When we got our plate – at a catching price of not even 3 Euros each – we went on to eat in a giant dining hall that’s rented out as a wedding location over the weekends and thus always features a wedding-decoration with white satin chair covers and two marriage thrones. (As did our hotel’s breakfast hall in Hotel Uzbekistan, by the way.) We got some additional Achichiq Chuchuk and pickles and enjoyed our last Uzbek lunch.
In case you feel like you want to try some of it now, I haven’t been able to find an Uzbek restaurant in Berlin via googling so far, maybe some recommendations will come up in the comments. Until then you might want to try these Uzbek cooking blogs: Uzbek Cooking and Husband’s Caprice.
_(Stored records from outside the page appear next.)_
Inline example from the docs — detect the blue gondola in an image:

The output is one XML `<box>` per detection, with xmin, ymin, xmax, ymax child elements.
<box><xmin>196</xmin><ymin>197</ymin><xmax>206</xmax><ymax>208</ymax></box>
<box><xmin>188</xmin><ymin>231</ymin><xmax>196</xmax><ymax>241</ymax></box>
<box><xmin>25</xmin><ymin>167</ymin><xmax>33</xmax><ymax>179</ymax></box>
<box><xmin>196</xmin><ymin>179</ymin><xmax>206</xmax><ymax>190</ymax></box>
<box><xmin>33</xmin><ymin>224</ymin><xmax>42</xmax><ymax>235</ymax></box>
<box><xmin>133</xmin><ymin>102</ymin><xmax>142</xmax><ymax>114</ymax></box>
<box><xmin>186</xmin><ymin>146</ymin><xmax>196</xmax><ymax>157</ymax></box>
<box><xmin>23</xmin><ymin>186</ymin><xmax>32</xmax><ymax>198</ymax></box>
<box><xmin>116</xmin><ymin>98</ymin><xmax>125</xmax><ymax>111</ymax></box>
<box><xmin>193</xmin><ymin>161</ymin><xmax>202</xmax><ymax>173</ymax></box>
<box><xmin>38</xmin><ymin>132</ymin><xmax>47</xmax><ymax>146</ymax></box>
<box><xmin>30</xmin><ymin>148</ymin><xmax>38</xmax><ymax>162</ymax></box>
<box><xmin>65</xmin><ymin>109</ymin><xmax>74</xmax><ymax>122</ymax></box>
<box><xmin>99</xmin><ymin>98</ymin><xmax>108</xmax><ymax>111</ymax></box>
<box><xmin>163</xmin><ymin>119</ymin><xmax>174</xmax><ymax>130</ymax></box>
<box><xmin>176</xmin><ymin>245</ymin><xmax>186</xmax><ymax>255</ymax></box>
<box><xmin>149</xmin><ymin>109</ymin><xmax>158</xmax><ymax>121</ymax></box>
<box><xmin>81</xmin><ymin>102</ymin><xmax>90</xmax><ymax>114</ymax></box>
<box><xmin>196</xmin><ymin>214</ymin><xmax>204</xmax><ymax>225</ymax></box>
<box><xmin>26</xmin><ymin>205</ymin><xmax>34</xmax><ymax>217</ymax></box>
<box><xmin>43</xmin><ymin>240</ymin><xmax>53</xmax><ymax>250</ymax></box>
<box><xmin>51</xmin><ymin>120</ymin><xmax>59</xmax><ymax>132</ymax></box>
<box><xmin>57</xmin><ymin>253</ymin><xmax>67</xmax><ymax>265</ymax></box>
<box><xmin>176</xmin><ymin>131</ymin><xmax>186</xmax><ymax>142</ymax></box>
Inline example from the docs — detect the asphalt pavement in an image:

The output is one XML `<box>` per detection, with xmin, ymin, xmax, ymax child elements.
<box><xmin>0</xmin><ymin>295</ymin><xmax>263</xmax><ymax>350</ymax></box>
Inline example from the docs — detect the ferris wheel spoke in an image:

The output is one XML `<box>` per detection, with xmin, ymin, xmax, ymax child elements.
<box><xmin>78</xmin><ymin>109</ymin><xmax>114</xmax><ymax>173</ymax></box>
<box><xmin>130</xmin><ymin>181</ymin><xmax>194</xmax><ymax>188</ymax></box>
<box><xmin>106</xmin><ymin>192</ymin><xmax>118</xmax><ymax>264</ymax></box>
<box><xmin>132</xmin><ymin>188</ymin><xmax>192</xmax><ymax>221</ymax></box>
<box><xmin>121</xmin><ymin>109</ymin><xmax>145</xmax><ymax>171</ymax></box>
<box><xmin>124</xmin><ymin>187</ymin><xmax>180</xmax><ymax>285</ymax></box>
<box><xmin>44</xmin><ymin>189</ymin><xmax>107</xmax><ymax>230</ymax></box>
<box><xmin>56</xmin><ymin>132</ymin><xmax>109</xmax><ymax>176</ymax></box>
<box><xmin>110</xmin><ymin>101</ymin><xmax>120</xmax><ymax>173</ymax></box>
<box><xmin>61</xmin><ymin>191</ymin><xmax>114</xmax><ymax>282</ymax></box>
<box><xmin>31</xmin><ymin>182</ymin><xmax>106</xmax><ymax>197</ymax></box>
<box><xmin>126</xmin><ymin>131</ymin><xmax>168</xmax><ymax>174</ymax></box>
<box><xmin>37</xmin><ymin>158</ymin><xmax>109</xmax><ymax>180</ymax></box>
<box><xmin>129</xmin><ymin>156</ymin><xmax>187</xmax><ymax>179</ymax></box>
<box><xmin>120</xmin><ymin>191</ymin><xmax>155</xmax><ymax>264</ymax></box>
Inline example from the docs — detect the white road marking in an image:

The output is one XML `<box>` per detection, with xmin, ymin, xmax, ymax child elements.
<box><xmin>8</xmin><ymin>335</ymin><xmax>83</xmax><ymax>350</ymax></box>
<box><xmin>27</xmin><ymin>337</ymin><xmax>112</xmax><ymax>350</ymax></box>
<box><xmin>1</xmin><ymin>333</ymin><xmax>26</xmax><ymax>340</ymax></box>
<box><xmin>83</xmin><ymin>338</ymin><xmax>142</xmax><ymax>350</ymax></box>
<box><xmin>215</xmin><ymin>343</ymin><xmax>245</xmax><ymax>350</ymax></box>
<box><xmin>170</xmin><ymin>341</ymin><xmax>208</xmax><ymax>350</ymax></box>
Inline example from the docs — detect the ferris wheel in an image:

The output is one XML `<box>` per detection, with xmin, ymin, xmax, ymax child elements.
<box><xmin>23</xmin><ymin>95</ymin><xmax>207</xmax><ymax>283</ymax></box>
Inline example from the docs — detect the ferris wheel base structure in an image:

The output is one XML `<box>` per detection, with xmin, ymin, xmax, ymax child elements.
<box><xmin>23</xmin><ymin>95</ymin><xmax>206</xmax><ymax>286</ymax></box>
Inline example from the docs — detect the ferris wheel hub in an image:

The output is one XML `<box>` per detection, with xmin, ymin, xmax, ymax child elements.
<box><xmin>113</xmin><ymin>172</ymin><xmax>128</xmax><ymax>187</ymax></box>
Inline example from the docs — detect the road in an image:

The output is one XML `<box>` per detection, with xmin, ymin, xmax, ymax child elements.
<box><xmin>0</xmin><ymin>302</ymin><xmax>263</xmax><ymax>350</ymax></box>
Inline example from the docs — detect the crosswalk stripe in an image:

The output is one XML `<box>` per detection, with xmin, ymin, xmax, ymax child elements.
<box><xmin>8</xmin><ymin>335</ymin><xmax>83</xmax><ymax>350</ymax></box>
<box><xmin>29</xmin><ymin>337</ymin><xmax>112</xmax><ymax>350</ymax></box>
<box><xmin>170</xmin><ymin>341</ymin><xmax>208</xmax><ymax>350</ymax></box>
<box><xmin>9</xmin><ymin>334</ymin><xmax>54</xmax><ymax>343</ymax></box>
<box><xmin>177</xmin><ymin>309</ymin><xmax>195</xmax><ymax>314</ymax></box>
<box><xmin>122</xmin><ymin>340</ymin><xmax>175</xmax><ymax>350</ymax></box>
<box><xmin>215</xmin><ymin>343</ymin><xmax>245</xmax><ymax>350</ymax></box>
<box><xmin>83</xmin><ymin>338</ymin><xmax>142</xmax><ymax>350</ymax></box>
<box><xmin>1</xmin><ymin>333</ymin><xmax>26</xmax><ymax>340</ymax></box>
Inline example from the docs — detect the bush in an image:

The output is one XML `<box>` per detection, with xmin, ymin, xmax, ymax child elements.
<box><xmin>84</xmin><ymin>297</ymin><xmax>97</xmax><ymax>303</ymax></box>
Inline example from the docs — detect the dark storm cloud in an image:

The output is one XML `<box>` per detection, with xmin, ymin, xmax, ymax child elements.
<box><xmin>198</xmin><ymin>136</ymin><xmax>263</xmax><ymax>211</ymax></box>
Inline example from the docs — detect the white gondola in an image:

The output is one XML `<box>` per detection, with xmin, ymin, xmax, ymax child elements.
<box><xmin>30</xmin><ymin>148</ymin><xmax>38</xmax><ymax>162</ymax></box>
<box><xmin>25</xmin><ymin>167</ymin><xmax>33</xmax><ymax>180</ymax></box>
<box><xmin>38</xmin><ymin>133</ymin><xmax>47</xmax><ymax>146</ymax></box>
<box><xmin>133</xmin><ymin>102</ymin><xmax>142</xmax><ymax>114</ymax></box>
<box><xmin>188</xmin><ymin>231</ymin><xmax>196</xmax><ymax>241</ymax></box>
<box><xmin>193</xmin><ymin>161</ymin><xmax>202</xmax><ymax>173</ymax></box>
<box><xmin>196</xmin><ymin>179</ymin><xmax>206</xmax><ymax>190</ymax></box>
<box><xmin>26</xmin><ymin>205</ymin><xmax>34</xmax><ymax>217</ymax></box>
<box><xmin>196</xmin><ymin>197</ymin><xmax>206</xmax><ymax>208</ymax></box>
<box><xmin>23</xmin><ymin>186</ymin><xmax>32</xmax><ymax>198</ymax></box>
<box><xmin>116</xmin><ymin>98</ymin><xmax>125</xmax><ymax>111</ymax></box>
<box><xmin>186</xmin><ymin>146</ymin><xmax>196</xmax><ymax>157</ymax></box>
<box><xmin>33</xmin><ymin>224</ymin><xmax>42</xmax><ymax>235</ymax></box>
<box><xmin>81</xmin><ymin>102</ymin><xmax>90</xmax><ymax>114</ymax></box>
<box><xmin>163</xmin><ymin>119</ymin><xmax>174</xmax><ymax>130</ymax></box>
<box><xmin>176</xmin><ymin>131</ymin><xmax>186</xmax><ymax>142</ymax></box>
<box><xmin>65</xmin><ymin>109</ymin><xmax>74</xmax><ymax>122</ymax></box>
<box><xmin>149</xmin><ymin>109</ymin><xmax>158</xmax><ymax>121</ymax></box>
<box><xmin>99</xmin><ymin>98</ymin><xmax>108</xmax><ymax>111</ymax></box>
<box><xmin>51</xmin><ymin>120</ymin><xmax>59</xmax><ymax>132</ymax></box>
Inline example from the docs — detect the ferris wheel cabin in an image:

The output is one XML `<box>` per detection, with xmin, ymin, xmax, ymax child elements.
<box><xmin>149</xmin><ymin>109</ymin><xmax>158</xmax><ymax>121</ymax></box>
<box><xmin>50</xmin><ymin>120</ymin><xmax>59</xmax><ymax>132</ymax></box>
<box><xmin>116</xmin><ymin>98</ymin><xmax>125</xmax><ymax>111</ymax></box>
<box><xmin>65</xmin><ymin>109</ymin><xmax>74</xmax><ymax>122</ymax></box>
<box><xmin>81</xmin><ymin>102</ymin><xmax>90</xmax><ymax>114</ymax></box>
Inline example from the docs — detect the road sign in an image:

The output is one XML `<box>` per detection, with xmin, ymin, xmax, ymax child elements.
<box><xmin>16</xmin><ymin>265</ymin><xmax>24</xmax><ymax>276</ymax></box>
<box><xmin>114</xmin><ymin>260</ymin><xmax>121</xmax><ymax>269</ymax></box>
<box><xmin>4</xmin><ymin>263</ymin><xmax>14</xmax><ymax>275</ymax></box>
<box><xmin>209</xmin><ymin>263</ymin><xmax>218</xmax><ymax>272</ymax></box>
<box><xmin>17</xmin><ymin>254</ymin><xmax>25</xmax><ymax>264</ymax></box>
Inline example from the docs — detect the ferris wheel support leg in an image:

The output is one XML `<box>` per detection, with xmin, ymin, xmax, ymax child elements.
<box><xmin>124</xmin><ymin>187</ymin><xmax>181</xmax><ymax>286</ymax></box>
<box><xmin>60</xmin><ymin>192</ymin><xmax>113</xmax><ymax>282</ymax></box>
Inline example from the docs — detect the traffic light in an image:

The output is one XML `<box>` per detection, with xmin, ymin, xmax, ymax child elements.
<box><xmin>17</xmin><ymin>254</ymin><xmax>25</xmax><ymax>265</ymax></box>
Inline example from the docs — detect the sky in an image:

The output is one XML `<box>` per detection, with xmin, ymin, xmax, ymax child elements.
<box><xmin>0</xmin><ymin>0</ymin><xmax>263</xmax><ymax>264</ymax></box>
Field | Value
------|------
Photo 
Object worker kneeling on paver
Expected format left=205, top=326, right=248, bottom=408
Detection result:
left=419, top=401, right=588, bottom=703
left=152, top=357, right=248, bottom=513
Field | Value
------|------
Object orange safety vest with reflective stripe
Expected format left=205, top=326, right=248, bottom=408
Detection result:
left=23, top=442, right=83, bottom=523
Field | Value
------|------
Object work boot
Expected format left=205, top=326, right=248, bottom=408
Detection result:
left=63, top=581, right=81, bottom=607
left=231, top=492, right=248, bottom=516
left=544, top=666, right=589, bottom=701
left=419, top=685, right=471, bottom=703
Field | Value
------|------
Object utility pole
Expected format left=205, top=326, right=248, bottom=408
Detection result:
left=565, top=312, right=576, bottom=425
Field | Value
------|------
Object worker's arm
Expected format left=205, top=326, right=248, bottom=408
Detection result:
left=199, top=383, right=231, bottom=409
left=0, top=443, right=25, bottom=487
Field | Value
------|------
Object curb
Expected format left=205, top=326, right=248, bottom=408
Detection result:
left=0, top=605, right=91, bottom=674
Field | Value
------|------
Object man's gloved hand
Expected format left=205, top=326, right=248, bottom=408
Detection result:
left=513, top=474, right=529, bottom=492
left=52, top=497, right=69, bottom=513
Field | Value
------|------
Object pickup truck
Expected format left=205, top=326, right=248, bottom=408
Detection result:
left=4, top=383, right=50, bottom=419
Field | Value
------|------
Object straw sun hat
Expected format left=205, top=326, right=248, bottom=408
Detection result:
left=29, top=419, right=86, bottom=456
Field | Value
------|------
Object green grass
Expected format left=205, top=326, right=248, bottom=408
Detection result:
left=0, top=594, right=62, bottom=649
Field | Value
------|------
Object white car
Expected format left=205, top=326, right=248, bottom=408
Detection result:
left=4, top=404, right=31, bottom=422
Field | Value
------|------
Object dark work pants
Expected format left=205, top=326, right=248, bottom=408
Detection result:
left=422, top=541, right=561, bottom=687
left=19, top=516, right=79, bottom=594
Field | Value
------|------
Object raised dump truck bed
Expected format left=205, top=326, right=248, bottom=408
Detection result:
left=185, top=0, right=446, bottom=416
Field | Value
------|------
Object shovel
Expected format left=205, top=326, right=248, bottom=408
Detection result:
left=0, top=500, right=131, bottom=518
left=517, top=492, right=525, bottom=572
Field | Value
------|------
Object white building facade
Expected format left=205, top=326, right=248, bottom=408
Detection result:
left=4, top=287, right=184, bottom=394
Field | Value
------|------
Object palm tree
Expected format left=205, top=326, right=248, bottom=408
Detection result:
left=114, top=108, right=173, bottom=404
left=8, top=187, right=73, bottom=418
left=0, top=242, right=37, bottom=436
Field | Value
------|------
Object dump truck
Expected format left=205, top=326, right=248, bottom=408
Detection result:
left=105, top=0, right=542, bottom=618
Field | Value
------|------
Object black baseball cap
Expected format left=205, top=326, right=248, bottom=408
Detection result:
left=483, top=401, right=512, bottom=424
*A little explanation of me being known as eating vegetarian in Berlin might be necessary. Since I did not quit eating meat and fish out of ethical reasons but out of political and environmental and the concern for the way it’s produced and distributed. I have to admit I do like the taste and am often just too curious on what a certain local speciality tastes like. I usually refrain from my vegetarian eating when I travel, which doesn’t mean I’m getting myself a burger at the airport diner as soon as I jump off a plane. I keep it for the specialities, so I had some fresh tuna and squid in Hawaii and I had loads of mutton in Uzbekistan. Although the latter was often out of pure lack of alternatives, it’s just very unpractical to eat vegetarian in Uzbek restaurants on a tour where we were constantly invited by locals to restaurants (it would also have been quite weird and maybe even rude to our hosts).
Anyhow, I am back in Berlin and vegetarian (no fish, no meat) because I don’t see myself to be able to be consequent on the I-only-eat-well-raised-organic-meat way-of-eating. And I don’t miss a thing.